Reading via mmap stinks (Re: weird bugs with mmap-ing via NFS)

Thu Mar 23 23:16:34 UTC 2006

:Yes, they both do work fine, but time gives very different stats for each. In 
:my experiments, the total CPU time is noticably less with mmap, but the 
:elapsed time is (much) greater. Here are results from FreeBSD-6.1/amd64 -- 
:notice the large number of page faults, because the system does not try to 
:preload file in the mmap case as it does in the read case:
:
:	time fgrep meowmeowmeow /home/oh.0.dump
:	2.167u 7.739s 1:25.21 11.6%     70+3701k 23663+0io 6pf+0w
:	time fgrep --mmap  meowmeowmeow /home/oh.0.dump
:	1.552u 7.109s 2:46.03 5.2%      18+1031k 156+0io 106327pf+0w
:
:Use a big enough file to bust the memory caching (oh.0.dump above is 2.9Gb), 
:I'm sure, you will have no problems reproducing this result.

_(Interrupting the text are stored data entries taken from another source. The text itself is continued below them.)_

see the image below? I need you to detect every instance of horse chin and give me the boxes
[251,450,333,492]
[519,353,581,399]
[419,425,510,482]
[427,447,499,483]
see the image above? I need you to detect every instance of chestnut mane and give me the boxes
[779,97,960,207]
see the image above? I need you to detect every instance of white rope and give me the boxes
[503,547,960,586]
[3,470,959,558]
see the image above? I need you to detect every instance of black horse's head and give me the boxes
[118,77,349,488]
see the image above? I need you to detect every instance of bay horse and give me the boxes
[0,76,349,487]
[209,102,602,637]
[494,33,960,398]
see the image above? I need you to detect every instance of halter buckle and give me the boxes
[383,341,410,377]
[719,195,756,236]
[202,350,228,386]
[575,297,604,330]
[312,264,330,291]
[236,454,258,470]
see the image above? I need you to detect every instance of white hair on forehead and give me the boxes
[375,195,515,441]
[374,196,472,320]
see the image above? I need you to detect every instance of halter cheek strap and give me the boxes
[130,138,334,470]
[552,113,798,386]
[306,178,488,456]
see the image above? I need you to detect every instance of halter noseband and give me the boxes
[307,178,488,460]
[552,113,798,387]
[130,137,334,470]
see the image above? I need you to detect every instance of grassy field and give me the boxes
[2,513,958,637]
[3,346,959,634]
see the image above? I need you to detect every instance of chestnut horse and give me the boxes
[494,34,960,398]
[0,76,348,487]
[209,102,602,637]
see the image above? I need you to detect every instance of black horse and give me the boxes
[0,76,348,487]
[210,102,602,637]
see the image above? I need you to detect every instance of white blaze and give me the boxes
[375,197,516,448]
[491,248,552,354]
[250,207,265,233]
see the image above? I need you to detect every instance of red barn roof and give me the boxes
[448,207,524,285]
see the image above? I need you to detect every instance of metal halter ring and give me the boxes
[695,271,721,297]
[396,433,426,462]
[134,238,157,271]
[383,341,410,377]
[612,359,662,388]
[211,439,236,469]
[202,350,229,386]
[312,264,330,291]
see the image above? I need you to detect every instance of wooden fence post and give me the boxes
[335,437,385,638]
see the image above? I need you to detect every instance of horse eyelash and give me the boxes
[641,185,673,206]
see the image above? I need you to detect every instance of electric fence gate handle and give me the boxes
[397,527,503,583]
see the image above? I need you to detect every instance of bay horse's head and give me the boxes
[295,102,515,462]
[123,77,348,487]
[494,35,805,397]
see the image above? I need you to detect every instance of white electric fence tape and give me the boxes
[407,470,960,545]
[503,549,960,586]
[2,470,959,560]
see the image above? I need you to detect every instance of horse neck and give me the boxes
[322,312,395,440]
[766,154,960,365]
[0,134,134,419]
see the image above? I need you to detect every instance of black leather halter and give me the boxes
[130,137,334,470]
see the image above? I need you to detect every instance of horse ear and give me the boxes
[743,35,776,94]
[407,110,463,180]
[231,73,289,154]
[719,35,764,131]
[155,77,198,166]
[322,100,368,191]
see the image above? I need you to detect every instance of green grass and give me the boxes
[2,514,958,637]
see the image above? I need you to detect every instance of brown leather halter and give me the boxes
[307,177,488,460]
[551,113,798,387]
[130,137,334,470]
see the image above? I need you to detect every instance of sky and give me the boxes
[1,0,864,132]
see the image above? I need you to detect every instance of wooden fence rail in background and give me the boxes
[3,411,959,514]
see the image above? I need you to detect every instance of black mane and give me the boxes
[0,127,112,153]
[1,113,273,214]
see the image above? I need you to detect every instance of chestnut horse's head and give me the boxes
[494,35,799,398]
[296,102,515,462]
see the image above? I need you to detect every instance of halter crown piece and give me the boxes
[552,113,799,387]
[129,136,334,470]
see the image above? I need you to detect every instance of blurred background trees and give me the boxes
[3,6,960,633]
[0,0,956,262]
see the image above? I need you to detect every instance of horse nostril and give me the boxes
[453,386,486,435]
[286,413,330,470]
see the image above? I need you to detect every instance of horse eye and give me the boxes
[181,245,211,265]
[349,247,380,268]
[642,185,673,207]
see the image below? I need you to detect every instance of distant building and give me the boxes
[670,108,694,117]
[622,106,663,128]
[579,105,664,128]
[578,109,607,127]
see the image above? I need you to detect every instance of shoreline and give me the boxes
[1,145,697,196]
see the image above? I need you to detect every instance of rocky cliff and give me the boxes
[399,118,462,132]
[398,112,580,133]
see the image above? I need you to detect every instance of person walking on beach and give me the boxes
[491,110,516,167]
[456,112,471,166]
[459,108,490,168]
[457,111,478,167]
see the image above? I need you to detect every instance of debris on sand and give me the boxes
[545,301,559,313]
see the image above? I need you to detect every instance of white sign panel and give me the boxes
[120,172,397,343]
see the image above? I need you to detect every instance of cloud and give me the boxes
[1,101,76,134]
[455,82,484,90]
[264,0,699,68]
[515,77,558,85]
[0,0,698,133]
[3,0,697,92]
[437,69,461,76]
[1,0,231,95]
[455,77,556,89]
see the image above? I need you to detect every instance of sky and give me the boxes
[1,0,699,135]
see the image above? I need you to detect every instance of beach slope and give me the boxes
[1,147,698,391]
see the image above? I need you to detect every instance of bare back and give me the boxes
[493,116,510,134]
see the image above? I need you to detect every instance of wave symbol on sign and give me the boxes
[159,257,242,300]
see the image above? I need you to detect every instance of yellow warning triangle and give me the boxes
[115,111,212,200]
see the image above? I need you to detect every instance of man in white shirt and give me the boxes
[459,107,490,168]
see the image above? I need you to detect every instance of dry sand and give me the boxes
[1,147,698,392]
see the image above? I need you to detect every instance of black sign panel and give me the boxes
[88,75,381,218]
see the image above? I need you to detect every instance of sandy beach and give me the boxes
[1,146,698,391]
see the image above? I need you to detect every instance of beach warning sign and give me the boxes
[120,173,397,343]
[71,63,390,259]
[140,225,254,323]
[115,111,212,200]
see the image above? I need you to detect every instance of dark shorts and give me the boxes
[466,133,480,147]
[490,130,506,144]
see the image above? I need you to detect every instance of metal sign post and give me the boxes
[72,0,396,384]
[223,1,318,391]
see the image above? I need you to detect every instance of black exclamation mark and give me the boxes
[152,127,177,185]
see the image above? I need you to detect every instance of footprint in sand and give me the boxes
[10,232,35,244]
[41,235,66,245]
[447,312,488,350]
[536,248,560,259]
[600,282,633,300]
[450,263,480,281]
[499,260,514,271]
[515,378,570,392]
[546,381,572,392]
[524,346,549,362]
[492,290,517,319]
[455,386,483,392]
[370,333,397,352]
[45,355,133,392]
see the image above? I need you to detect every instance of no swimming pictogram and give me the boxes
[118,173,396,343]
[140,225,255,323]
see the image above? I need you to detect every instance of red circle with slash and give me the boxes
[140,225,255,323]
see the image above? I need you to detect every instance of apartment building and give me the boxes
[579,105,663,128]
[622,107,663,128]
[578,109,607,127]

    106,000 page faults.  How many pages is a 2.9GB file?  If this is running
    in 64-bit mode those would be 8K pages, right?  So that would come to 
    around 380,000 pages.  About 1:4.  So, clearly the operating system 
    *IS* pre-faulting multiple pages.  

    Since I don't believe that a memory fault would be so inefficient as
    to account for 80 seconds of run time, it seems more likely to me that
    the problem is that the VM system is not issuing read-aheads.  Not
    issuing read-aheads would easily account for the 80 seconds.

    It is possible that the kernel believes the VM system to be too loaded
    to issue read-aheads, as a consequence of your blowing out of the system
    caches.  It is also possible that the read-ahead code is broken in
    FreeBSD.  To determine which of the two is more likely, you have to
    run a smaller data set (like 600MB of data on a system with 1GB of ram),
    and use the unmount/mount trick to clear the cache before each grep test.

    If the time differential is still huge using the unmount/mount data set
    test as described above, then the VM system's read-ahead code is broken.
    If the time differential is tiny, however, then it's probably nothing
    more then the kernel interpreting your massive 2.9GB mmap as being
    too stressful on the VM system and disabling read-aheads for that
    reason.

    In anycase, this sort of test is not really a good poster child for how
    to use mmap().  Nobody in their right mind uses mmap() on datasets that
    they expect to be uncacheable and which are accessed sequentially.  It's
    just plain silly to use mmap() in that sort of circumstance.  This is
    a trueism on ANY operating system, not just FreeBSD.  The uncached
    data set test (using unmount/mount and a dataset which fits into memory)
    is a far more realistic test because it simulates the most common case
    encountered by a system under load... the accessing of a reasonably sized
    data set which happens to not be in the cache.

						-Matt